Christianity in Africa #5
If the lake is a mile wide and an inch deep, there is always the ambition that it might be more. Before long, Zimbabweans feel that the lake might be a hydro-electric dam, with a massive hotel on its shores. They have plans it will be so. The gospel will prosper here. It will. There is always ambition.
I met Reuben at school at 6pm. He is a head boy at Matthew Rusike College. I was using the natural light in his assembly hall. He said, 'How is your morning?'. I said, true Australian, 'OK. It might have started a little early.' He said, 'Aaaah, the day is full of possibility.' I stood rebuked. Well, I sat, but I was still rebuked.
For a country where plans have been routinely ruined, and where good things are noticed by others and then taxed or extorted in a way to stunt their growth, this is to me a miracle. It is a national trait, Howard Spencer tells me. It is not an Africa thing. It is a Zimbabwe thing. Howard is the director of 'International Ministries' for the Australian Fellowship of Evangelical Students. He goes to Wild Street and was a missionary in East Africa - Tanzania. He knows the joint. He says, 'this is the remarkable thing about Zimbabwe'. Optimism.
A. took us out past the city limits. Women appeared on long roads with burdens on their heads. Men whipped oxen pulling wooden carts. 'This is Africa!', Howard said. Clearly excited. I was pretty sure it was Africa when I was dodging traffic on Julius Nyrere Avenue too.
A. took us off the grid. He showed us the house he is building. A chicken project will first feed them, then the ministry apprentices, and then generate an income for many more staff. Beef will follow - and we could see cattle grazing in the middle distance on common lands. The house will have a verandah so that students can overflow. Perhaps cottages so that training courses can be run there and house students from overseas. The vision ran on. Such ambition.

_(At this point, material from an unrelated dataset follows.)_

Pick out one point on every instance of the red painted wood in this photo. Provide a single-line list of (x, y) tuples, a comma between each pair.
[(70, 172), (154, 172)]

The house is not the point. A. and T. dream of something bigger. A network of like-minded Christians who are saved by the gospel, know the gospel, guard the gospel, teach the gospel, and let the gospel shape ministry. The seed of this is student ministry - for it generates the future from people who are flexible and able to be trained. But the churches must be changed too. And a path for theological training. And church music. And mission.
I can't remember it all. I can see the next step, and maybe the one after that. Ask T., let him draw a diagram for you. The vision is vast. It will take a mighty work of God. I am learning to draw the diagram, and I am filling it with questions from my observations here. Zimbabwe bends your brain. It overflows the edges.
It is time to bring my observations to an end.
Christianity in Zimbabwe is a lake that is a mile wide - those professing faith stretch from hill to hill. It is very often an inch deep - with many spiritual infants in danger in the shallow water. It has deep Baptist trenches, and scary, bitter bays of cults. But it is wildly optimistic. A. and T. and their confederates are innately ambitious. Mentally, they have the lake all but connected up to the sea, and they do not expect the usual out-flowing tide. They fully expect God to fill it.